Das ist kein Einzelfall. Die Leiharbeitskräfte sind Beschäftigte zweiter Klasse, die nicht nur schlechter verdienen, sondern auch weniger Rechte haben. Sie haben deutlich weniger Planungssicherheit; denn für den Entleihbetrieb gilt der Kündigungsschutz nicht. Vor allem sind sie aber zum Spielball der Unternehmen geworden. Diese können durch die Leiharbeit einfach ihr betriebswirtschaftliches Risiko auf die Beschäftigen übertragen. Schwächelt die Konjunktur, sind die Leiharbeitskräfte die ersten, die hinausgeworfen werden und auf staatliche Unterstützungsleistungen angewiesen sind. Diese Form der Beschäftigung ist meiner Meinung nach nicht mit einer sozialen Marktwirtschaft zu vereinbaren. Sozial ist nicht, was Arbeit schafft, sondern sozial ist, was gute Arbeit schafft.

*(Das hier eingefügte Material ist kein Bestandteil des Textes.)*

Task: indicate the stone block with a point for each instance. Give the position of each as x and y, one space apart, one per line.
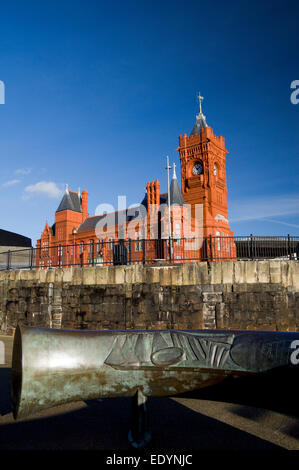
275 271
239 269
263 271
227 268
251 272
294 271
215 272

(Beifall beim BÜNDNIS 90/DIE GRÜNEN und bei der SPD)

Kritikwürdig finde ich auch, dass die Bundesagentur für Arbeit immer mehr in Leiharbeit vermittelt, und dies, obwohl die meisten Leiharbeitskräfte – dabei geht es um Singlehaushalte und nicht um Familien -, zusätzlich ergänzendes Arbeitslosengeld II erhalten. Hier liegt die Leiharbeitsbranche weit vor allen anderen Branchen. Dennoch wirbt die Bundesagentur für Arbeit auf ihrer Homepage dafür – ich zitiere nochmals -:

Wenn Ihnen der Einsatz bei verschiedenen Arbeitgebern und Branchen gefällt, können Sie die Zeitarbeit zu Ihrem Dauerjob machen.

Ich finde das zynisch. Die BA sollte ihren Job endlich ernst nehmen und die Menschen in reguläre Beschäftigung vermitteln.

Sehr geehrte Kolleginnen und Kollegen, wir Grünen sind kritisch, aber auch selbstkritisch. Ich habe hier schon einmal gesagt, dass die Reform der Leiharbeit unter Rot-Grün ein Fehler war. Fehlentwicklungen können und müssen aber korrigiert werden. Die Verantwortung dafür liegt jetzt leider nicht bei uns, sondern bei Ihnen, bei den Regierungsfraktionen und der Bundesregierung. Hören Sie von den Regierungsfraktionen endlich auf, immer nur zu sagen, dass die Entwicklung durch Rot-Grün entstanden ist.

(Paul Lehrieder (CDU/CSU): Aber es stimmt! Das entspricht doch der historischen Wahrheit!)

Lenken Sie damit nicht immer von Ihrer eigenen Verantwortung, von der Verantwortung der Regierungsfraktionen ab.

(Beifall beim BÜNDNIS 90/DIE GRÜNEN sowie bei Abgeordneten der SPD)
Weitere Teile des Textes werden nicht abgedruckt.